Al respecto, indicó que todos los aviones de su flota -once en total, de los cuales tres están en servicio C y seis en condiciones de operar de inmediato– están dotados de filtros EPA, filtros especiales de alta eficiencia, «capaces de remover el virus en un 99,7%» y cuyo uso ha sido autorizado por la gigante de la aeronáutica Boeing.   

Detalló que durante los vuelos, el personal usará mascarillas, guantes y desinfectante, «más allá de que las autoridades locales de otros países pueden decidir la utilización de otros implementos», mientras que los pasajeros deberán portar tapabocas en todo momento y solamente podrán retirárselo para ingerir alimentos o tomar agua. 

Además, para cumplir con el distanciamiento físico, un aspecto «clave», precisó que se dejará un asiento vacío entre pasajero y pasajero. 

Todos tienen los filtros EPA, todo el personal va estar con su desinfectante, con su antibacterial, con el uso obligatorio de mascarilla y el personal nuestro con guantes durante el vuelo, más allá de que las autoridades locales de otros países pueden decidir la  utilización de otros implementos; el distanciamiento físico va a ser clave.

José Bracamonte confesó que mantenerse a flote ha sido todo un desafío, sin embargo, destacó que las líneas aéreas habían recibido «incentivos» de parte del gobierno nacional, como por ejemplo el refinanciamiento de una deuda de 500.000 dólares por concepto de radioayuda, una tarifa que deben cancelar estas empresas por surcar el espacio aéreo de un país.

Adicionalmente, el Ejecutivo ajustó los montos y en su criterio, cuando cesen las restricciones sobre la aviación comercial, esto beneficiará al país, pues puso nuevamente a Venezuela como un destino competitivo, en términos aeronáuticos. 

«Hasta hace poco, la radioayuda en Venezuela, por un desfase que hubo, era una de las más altas del mundo.

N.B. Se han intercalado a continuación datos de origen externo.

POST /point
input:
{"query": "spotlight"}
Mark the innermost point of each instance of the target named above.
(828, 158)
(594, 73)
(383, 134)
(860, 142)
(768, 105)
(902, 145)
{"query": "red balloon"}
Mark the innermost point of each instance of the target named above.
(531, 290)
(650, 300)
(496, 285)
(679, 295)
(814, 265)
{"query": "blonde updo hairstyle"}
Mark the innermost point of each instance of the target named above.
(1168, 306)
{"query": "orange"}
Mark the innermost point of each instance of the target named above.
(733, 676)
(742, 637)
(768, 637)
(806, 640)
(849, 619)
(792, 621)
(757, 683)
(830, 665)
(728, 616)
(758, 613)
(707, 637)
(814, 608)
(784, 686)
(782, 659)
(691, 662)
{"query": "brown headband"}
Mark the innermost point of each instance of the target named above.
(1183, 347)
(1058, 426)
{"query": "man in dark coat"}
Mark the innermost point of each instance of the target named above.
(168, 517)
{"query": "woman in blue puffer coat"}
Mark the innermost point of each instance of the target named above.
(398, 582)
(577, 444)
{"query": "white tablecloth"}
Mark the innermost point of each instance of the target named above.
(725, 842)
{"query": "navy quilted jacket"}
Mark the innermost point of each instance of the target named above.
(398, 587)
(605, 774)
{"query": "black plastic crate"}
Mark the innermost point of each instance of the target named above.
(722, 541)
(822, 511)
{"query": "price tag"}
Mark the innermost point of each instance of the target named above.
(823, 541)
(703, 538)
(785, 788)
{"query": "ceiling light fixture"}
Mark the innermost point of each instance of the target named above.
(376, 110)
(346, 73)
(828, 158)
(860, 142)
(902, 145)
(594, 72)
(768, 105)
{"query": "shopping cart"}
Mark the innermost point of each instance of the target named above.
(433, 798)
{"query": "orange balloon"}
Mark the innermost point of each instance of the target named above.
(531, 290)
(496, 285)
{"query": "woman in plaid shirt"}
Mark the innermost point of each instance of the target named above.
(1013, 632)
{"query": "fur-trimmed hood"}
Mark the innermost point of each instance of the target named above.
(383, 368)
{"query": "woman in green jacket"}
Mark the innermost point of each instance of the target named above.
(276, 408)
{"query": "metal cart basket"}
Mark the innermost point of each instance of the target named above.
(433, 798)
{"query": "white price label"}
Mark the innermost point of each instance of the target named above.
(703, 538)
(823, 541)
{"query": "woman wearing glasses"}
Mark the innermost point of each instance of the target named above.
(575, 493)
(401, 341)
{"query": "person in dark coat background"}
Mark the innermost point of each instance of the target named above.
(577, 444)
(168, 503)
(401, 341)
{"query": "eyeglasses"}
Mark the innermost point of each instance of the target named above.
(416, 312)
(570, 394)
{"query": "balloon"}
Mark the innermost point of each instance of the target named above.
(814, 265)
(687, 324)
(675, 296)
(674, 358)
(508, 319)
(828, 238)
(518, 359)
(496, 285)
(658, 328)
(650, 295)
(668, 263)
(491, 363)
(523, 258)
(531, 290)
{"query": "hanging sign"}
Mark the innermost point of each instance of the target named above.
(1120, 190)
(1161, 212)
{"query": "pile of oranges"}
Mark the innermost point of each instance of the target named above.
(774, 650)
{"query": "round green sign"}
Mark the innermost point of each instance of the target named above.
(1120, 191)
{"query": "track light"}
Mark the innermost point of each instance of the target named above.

Hoy en día, ya no es así. Hoy en día somos competitivos e incluso estamos por debajo de América Latina», explicó. 

Para él, los incentivos, que fueron una propuesta que elevó al Ejecutivo, se traducen, por ejemplo, en reducción del costo del combustible, de los costos de operación y en apoyo cuando corresponda reiniciar actividades.

«Creo que tomaron nota de eso e incluso han sacado algunas gacetas donde han redimensionado los costos de la aviación», añadió. 

En su intervención Bracamonte también destacó el «gran trabajo que está haciendo el aeropuerto de Maiquetía» e insistió que Avior ha adoptado una política proactiva, aún en tiempos de pandemia. 

Así, su personal en tierra y de tripulación está recibiendo formación en línea y la empresa ha donado ocho vuelos humanitarios para el traslado de pasajeros dentro del territorio venezolano. 

«Nosotros hicimos ocho vuelos humanitarios internos de las personas que llegaron a El Vigía, que había que trasladar a Puerto Ordaz, a Barcelona, a Monagas, algunos ciudadanos a Caracas», señaló. 

Finalmente, criticó la suspensión de la ruta que enlaza Miami con Maiquetía, algo que no solamente afecta a los pasajeros sino a empresas que enviaban su carga a ese destino. 

«Esa ruta a Miami generaba cientos de empleos, no solo para Avior, sino para el país. Las camaroneras llevaban su producto a Miami. (…). Era un vuelo al que estábamos acostumbrados y hoy en día el pasajero venezolano, para llegar a Miami (…), pasa mucho trabajo, muchas horas en aeropuertos. (…). Ese bloqueo de la ruta aerocomercial no tiene sentido». Que «lo eliminen (…) y vuelva American Airlines y nosotros volver a Miami. Estamos apostando a eso», concluyó.